Page:Masoin - Nadine, 1914.djvu/92

La bibliothèque libre.
Cette page a été validée par deux contributeurs.

En voyant l’écriture où la main bien-aimée
Avait tracé les mots et l’avait parfumée.
Il lut : « Pardonne-moi, Pierre, car j’ai bien peur
De causer ta souffrance en causant mon malheur ;
Mais j’ai songé, vois-tu, qu’il faut que tu reviennes
Consoler tes parents, car leur vie est la tienne.
Ils sont vieux. Peux-tu les laisser mourir sans toi ?
Sans leur faire du moins l’obole de ta voix ?
Reviens ! Pour moi, je vais m’éloigner du village,
Tu pourras vivre en paix, oublier mon image
Et tu n’entendras plus parler de moi. Adieu ! »

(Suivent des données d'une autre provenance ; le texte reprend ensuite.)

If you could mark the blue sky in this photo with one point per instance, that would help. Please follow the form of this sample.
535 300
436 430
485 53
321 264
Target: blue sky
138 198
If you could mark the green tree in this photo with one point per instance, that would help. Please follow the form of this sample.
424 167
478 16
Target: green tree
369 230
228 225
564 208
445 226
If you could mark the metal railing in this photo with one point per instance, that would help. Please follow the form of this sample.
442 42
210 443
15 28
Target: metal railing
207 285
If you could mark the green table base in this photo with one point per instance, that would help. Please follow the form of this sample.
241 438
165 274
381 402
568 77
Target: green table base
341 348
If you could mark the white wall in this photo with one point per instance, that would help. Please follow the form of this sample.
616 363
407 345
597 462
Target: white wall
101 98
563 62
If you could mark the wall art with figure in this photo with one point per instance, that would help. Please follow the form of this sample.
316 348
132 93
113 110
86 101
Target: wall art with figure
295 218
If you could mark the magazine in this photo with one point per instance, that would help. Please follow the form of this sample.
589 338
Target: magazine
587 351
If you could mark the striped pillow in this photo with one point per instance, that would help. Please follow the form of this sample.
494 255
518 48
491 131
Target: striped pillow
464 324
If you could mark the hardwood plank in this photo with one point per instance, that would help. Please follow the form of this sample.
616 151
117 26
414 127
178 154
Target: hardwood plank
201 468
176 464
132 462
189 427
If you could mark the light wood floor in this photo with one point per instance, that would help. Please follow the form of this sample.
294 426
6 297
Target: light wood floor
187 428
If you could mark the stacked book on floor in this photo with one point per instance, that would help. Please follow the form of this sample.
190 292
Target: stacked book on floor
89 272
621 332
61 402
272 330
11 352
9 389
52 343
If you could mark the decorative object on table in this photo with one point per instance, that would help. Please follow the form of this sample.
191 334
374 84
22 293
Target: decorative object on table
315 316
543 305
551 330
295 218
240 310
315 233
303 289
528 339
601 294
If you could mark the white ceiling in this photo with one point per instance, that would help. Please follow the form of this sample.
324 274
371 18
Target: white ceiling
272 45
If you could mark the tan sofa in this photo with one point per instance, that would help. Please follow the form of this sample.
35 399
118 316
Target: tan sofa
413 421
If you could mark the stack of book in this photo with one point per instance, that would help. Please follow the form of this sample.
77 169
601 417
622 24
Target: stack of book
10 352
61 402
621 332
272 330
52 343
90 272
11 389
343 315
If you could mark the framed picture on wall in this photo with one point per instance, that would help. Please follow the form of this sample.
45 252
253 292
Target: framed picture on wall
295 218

De même que la foudre assène un coup furieux
Sur la cime des pins et les jette par terre,
De même, lourdement, bras tendus, croula Pierre.
Son front était plus pâle et ses cheveux plus noirs.
L’un était le matin et les autres le soir.
Il dormait dans l’oubli de toutes les souffrances
Tandis qu’autour de lui s’empressaient en silence
Tibert et Sécheret. Ils l’appuyaient au pied
D’un peuplier pensif dont le feuillage altier
Murmurait au soleil. Et, quittant leur ouvrage,
Les moissonneurs hâtifs venaient voir ce naufrage
Et d’un cœur de pitié ils le considéraient.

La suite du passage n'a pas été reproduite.